GARUT, solotrust.com- Puluhan anak menyambut kedatangan Wakil Menteri Pendidikan Dasar dan Menengah (Wamendikdasmen) Atip Latipulhayat di Kelompok Bermain Al Ikhlas 158, Desa Pasirkiamis, Kecamatan Pasirwangi, Kabupaten Garut, Sabtu (20/6). Di balik suasana hangat tersebut, tersimpan satu pesan penting tentang tantangan pendidikan yang masih dihadapi banyak daerah yaitu anak tidak sekolah (ATS).

Bagi pemerintah, memastikan setiap anak memeroleh akses pendidikan yang setara bukan sekadar target pembangunan, melainkan amanat konstitusi. Karena itu, Kementerian Pendidikan Dasar dan Menengah (Kemendikdasmen) terus mendorong berbagai upaya agar tidak ada lagi anak Indonesia yang tertinggal dari bangku pendidikan.

"Semua masyarakat Indonesia harus mendapat kesempatan atau akses yang sama, mulai dari kota sampai di Pasirkiamis ini, tidak boleh ada yang tersisa, tidak mengikuti pendidikan," tegas Wamendikdasmen Atip Latipulhayat di hadapan para guru dan orang tua murid.

Menurut Atip Latipulhayat, salah satu tantangan terbesar adalah masih adanya anggapan bahwa bekerja lebih penting daripada melanjutkan pendidikan.
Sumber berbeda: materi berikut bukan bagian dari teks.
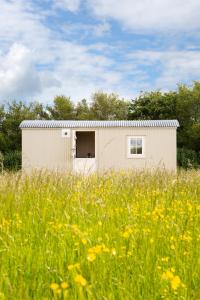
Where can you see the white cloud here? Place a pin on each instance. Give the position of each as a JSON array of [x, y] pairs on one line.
[[53, 65], [71, 5], [173, 66], [146, 15]]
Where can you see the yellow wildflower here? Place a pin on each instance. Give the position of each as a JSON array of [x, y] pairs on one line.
[[91, 257], [113, 251], [165, 259], [167, 275], [72, 267], [175, 282], [54, 286], [64, 285], [80, 280]]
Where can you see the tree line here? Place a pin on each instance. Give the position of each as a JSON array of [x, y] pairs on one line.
[[182, 104]]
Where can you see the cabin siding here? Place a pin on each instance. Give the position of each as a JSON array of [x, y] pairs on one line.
[[45, 148]]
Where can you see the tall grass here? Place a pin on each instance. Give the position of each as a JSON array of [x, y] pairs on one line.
[[116, 236]]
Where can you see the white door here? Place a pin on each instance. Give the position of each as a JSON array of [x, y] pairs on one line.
[[85, 165]]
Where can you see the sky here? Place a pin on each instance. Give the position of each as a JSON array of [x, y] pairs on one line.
[[77, 47]]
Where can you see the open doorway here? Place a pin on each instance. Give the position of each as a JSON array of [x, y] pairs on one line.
[[85, 144]]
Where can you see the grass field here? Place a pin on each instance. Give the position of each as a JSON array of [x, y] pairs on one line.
[[118, 236]]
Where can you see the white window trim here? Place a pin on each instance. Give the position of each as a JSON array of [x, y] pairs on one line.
[[129, 155]]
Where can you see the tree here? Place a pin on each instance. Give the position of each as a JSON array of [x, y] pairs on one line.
[[153, 106], [108, 107], [62, 109], [14, 113]]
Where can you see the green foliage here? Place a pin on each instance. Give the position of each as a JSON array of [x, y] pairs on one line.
[[188, 158], [108, 107], [13, 114], [62, 109], [12, 160], [183, 105], [83, 110]]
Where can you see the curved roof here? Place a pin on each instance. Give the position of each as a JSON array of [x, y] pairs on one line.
[[93, 124]]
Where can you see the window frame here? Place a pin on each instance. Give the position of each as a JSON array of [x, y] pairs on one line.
[[129, 155]]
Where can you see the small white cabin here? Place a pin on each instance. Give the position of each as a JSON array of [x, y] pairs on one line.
[[89, 146]]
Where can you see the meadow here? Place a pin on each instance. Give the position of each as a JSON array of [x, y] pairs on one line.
[[115, 236]]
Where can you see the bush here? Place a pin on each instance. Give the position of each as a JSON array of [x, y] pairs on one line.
[[12, 160], [188, 158]]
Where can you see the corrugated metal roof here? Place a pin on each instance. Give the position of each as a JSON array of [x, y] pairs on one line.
[[86, 124]]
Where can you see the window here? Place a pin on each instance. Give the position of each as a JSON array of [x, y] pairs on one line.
[[135, 146]]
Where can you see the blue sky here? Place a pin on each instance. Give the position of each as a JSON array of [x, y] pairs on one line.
[[77, 47]]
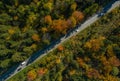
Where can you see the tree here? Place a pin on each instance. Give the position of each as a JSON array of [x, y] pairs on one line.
[[115, 71], [73, 7], [78, 15], [59, 26], [71, 22], [48, 20], [36, 37], [31, 75], [60, 48], [93, 73], [48, 6], [5, 63]]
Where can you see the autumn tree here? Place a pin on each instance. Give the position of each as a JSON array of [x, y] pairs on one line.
[[48, 6], [59, 26], [73, 7], [60, 48], [71, 22], [31, 75], [94, 44], [93, 73], [48, 20], [41, 71], [36, 37], [78, 15]]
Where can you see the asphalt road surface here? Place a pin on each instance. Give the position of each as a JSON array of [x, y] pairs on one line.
[[12, 71]]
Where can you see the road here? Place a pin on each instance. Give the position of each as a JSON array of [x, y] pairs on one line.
[[12, 71]]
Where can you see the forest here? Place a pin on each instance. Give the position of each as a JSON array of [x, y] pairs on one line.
[[91, 55], [27, 26]]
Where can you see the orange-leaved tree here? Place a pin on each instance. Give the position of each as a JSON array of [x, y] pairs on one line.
[[78, 15], [60, 48], [31, 75], [59, 26], [36, 37], [48, 20]]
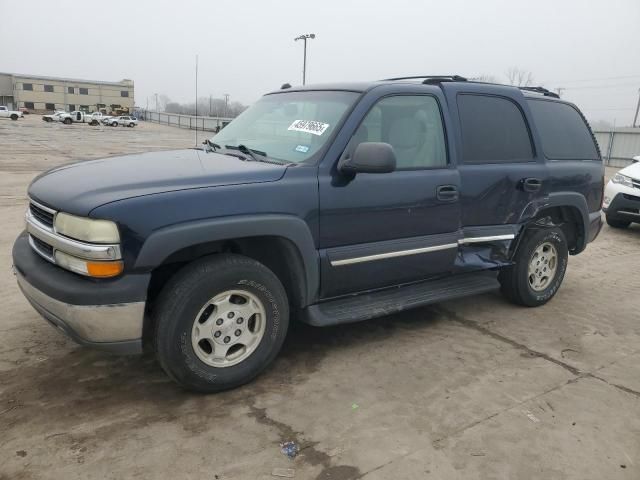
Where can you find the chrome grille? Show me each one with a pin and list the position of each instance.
(43, 215)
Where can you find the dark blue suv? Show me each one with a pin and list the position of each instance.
(325, 204)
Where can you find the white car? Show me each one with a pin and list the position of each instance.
(54, 117)
(622, 196)
(124, 120)
(12, 114)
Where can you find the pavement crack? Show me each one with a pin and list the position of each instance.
(615, 385)
(485, 331)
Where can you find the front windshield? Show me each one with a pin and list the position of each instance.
(289, 127)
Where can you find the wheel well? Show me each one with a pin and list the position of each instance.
(278, 254)
(569, 219)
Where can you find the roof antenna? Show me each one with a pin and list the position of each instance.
(196, 100)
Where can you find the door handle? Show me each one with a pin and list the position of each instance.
(531, 184)
(447, 193)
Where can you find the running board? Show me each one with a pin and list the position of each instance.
(385, 302)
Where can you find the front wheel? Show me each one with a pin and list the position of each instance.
(539, 268)
(219, 322)
(617, 223)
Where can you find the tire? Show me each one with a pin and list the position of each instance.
(617, 223)
(536, 289)
(185, 304)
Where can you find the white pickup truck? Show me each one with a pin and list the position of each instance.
(81, 117)
(12, 114)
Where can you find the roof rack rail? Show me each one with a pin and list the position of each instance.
(540, 90)
(430, 78)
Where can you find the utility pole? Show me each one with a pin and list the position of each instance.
(635, 118)
(305, 37)
(226, 104)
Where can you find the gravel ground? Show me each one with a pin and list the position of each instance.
(471, 389)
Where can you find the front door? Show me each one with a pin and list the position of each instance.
(378, 230)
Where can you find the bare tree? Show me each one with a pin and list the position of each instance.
(518, 77)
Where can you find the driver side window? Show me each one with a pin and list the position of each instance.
(412, 125)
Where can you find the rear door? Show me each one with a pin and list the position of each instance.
(503, 174)
(378, 230)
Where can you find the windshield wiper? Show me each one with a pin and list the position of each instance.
(256, 155)
(213, 146)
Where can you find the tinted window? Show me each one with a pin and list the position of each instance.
(413, 127)
(563, 132)
(493, 130)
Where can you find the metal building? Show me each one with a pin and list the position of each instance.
(41, 94)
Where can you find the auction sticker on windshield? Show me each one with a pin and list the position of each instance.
(309, 126)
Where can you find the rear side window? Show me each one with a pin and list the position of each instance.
(563, 132)
(493, 130)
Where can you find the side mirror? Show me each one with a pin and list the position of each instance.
(370, 157)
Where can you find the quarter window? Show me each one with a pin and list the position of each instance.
(563, 132)
(412, 125)
(493, 130)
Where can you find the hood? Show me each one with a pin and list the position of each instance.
(81, 187)
(632, 171)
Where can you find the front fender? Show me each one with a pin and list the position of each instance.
(164, 242)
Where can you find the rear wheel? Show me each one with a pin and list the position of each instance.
(540, 265)
(219, 322)
(617, 223)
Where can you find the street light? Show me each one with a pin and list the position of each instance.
(305, 37)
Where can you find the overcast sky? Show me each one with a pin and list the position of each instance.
(591, 48)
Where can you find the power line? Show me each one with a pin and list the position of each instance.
(593, 79)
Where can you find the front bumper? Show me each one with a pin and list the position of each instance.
(108, 315)
(625, 206)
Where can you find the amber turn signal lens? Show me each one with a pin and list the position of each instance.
(104, 269)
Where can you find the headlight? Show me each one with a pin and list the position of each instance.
(87, 229)
(622, 180)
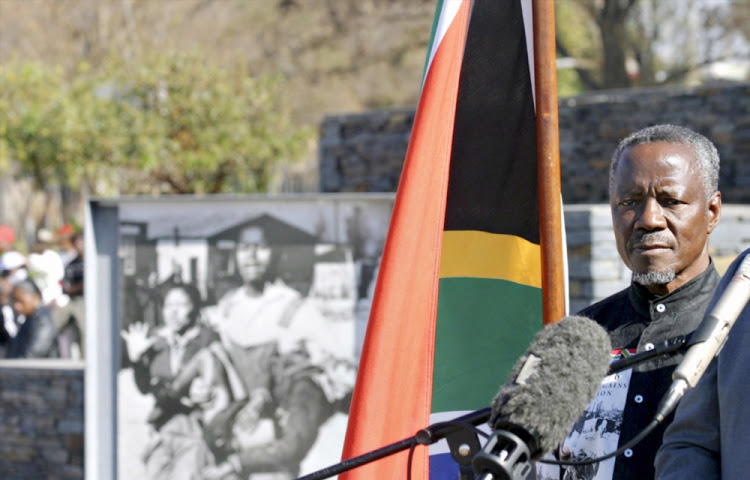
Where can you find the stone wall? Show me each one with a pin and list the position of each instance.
(41, 427)
(364, 153)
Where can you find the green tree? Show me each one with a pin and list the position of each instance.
(169, 123)
(626, 43)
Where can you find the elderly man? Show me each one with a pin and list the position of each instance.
(665, 203)
(708, 438)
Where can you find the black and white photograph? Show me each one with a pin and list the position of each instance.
(240, 329)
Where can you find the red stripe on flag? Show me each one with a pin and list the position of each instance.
(392, 397)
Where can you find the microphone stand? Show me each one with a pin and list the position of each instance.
(463, 445)
(463, 442)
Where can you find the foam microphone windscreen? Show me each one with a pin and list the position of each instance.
(552, 383)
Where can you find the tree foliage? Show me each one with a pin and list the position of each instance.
(170, 123)
(626, 43)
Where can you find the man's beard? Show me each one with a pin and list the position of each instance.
(654, 278)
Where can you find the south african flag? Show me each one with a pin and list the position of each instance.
(458, 296)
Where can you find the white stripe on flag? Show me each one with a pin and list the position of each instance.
(447, 14)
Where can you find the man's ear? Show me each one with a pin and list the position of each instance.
(714, 211)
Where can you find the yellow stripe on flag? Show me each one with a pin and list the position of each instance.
(489, 255)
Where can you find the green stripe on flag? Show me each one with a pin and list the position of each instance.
(468, 373)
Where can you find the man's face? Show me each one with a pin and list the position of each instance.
(661, 216)
(176, 309)
(253, 255)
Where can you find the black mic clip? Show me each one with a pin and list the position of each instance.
(670, 346)
(505, 456)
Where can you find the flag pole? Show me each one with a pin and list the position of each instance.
(548, 153)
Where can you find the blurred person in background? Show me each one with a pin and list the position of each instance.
(12, 270)
(64, 240)
(37, 336)
(7, 239)
(46, 267)
(71, 313)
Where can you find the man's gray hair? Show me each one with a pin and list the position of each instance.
(706, 155)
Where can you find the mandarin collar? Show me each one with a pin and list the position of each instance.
(682, 299)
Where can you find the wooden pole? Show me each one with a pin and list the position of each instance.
(548, 153)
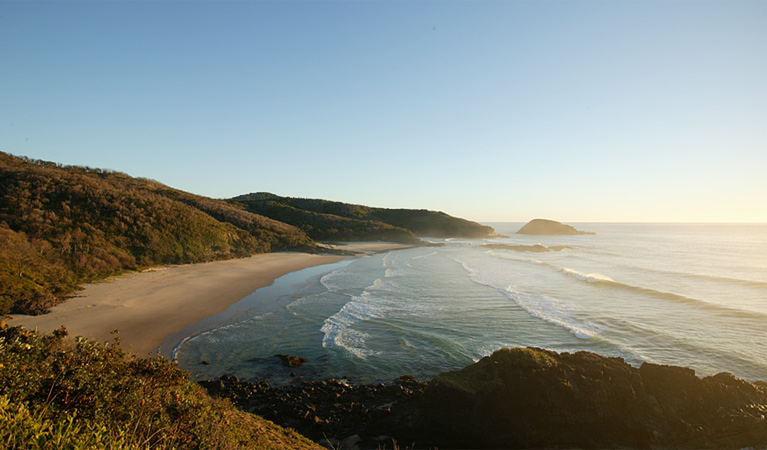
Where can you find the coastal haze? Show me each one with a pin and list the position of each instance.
(585, 111)
(690, 295)
(286, 200)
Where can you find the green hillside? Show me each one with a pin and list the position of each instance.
(63, 226)
(84, 395)
(327, 220)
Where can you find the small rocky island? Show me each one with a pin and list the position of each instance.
(549, 227)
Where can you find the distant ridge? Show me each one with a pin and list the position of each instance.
(549, 227)
(328, 220)
(61, 226)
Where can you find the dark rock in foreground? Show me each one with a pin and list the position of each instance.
(524, 398)
(335, 413)
(549, 227)
(291, 360)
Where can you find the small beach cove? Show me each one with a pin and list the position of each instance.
(149, 307)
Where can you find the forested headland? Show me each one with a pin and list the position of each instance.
(62, 226)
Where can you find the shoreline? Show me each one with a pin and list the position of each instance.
(150, 307)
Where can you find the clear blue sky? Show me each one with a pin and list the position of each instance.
(489, 110)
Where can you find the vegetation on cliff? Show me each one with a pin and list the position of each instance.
(61, 226)
(56, 393)
(323, 219)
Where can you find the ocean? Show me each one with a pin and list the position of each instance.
(692, 295)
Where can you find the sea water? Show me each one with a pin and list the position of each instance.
(692, 295)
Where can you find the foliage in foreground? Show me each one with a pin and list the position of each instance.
(60, 394)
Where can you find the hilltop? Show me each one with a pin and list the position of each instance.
(62, 226)
(329, 220)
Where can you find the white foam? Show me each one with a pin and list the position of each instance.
(590, 277)
(546, 308)
(552, 311)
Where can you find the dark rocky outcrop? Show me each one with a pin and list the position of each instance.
(520, 398)
(524, 398)
(538, 248)
(332, 412)
(549, 227)
(291, 360)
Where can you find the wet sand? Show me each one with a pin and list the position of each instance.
(148, 307)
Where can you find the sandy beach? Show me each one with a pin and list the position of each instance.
(148, 307)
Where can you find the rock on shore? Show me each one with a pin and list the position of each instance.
(549, 227)
(527, 398)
Padahal, pendidikan justru menjadi bekal untuk meningkatkan kualitas hidup dan nilai ekonomi suatu pekerjaan.

Ia mencontohkan bagaimana kemajuan ilmu pengetahuan dan teknologi mampu meningkatkan produktivitas berbagai sektor pekerjaan, termasuk sektor perikanan. Pada kesempatan ini, ia mengajak para orang tua untuk terus mendukung anak-anak mereka tetap bersekolah dan meraih pendidikan setinggi mungkin.